LinuxQuestions.org
Welcome to the most active Linux Forum on the web.
Go Back   LinuxQuestions.org > Forums > Non-*NIX Forums > Programming
User Name
Password
Programming This forum is for all programming questions.
The question does not have to be directly related to Linux and any language is fair game.

Notices


Reply
  Search this Thread
Old 05-10-2013, 04:06 PM   #1
kayasaman
Member
 
Registered: Sep 2008
Location: Under the bridge where proper engineers walkover
Distribution: Various Linux, Solaris, BSD, Cisco
Posts: 443

Rep: Reputation: 32
Using rm in Bash shell script on files/folders with spaces in for loop array


Hi,

I've written a shell script to compare two directories and remove duplicates from the initial directory or dir1.

Everything is working fine however, I'm unable to use the rm command as the files and folders contained in the directories have spaces and other funky characters including ( ) etc...

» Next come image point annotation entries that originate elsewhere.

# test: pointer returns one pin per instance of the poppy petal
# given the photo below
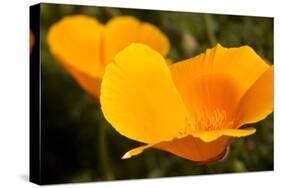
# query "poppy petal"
(189, 147)
(139, 98)
(78, 49)
(209, 136)
(124, 30)
(136, 151)
(257, 103)
(241, 64)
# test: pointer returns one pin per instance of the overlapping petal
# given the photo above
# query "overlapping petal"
(84, 46)
(218, 90)
(138, 96)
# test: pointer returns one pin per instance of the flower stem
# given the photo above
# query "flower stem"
(103, 153)
(209, 22)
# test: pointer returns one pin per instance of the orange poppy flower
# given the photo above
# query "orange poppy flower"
(84, 46)
(192, 108)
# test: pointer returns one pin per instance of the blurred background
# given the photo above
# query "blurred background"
(78, 145)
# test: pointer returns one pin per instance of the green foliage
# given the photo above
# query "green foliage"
(71, 120)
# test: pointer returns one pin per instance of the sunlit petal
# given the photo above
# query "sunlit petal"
(139, 98)
(257, 103)
(124, 30)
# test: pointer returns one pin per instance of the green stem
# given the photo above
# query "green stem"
(209, 22)
(103, 153)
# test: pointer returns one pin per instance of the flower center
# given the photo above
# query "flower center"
(209, 120)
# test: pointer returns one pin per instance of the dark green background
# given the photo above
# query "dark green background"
(74, 146)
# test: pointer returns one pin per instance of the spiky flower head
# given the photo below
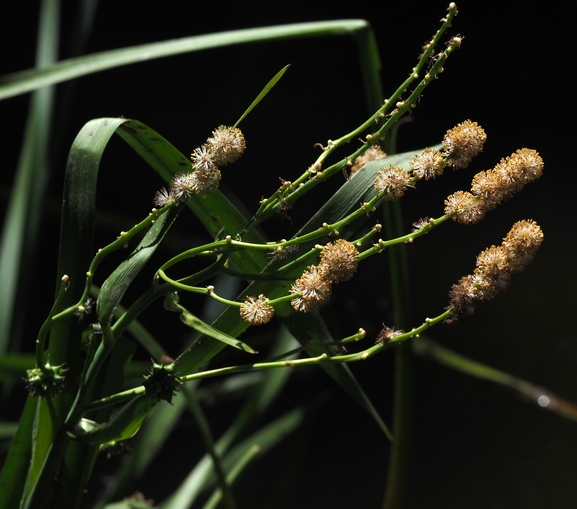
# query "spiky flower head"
(508, 177)
(203, 159)
(313, 288)
(227, 144)
(427, 164)
(339, 260)
(256, 310)
(494, 268)
(521, 244)
(465, 207)
(463, 142)
(393, 181)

Since the rm statement is contained in a for loop it seems to be bahving differently then if it where just a single shell line pass.

Here is the script:

Code:
#!/bin/bash

#Change to DIR1 and read list of files into fnames1.diff - sorting as column

cd /path/to/dir1
fnames1=( * )
echo " ${fnames1[@]/%/$' \n'}" > /tmp/fnames1.diff

#Change to DIR2 and read list of files into fnames2.diff - sorting as column

cd /patch/to/dir2
fnames2=( * )
echo " ${fnames2[@]/%/$' \n'}" > /tmp/fnames2.diff

#Find the differences between DIR1 and DIR2

fnames_diff=`diff -y --suppress-common-lines /tmp/fnames1.diff /tmp/fnames2.diff`

echo ""

#Output the differences with formatting

echo "These entries are not on destination DIR"
echo "----------------------------------------"
echo "$fnames_diff" | cut -d '>' -f 1 | cut -d '|' -f -1 | sort | awk 'NF'

echo ""

#Find the duplicate entries between DIR1 and DIR2

fnames_same=`sort /tmp/fnames1.diff /tmp/fnames2.diff|uniq -d`

#Output the duplicate entries between DIR1 and DIR2 

echo "These entries are duplicates and will be removed"
echo "------------------------------------------------"
echo "$fnames_same"

sleep 2

#Convert entries to array

ifs=$IFS; IFS=$'\n'; fnames_array=($fnames_same)

#Change back to DIR1 and remove duplicate items

cd /path/to/dir1
for i in "${fnames_array[@]}"; do
#	rm -rfv -- "$i";
	echo "";
	echo "$i";
done

#Cleanup temporary files

sleep 2

rm /tmp/fnames1.diff
rm /tmp/fnames2.diff
The array itself is working fine as using the 'echo' command each file/folder is printed on a seperate line.

The 'rm' command however is just simply not working and I have no idea how to fix it. If I use rm manually I usually just run it with * where the spaces are or general globbing but with this I'm a bit puzzled!! I know I'm close though....

Thanks for any assistance :-)
 
Old 05-10-2013, 06:16 PM   #2
Kustom42
Senior Member
 
Registered: Mar 2012
Distribution: Red Hat
Posts: 1,604

Rep: Reputation: 415Reputation: 415Reputation: 415Reputation: 415Reputation: 415
Have you tried changing your for loop to a while loop with read -r?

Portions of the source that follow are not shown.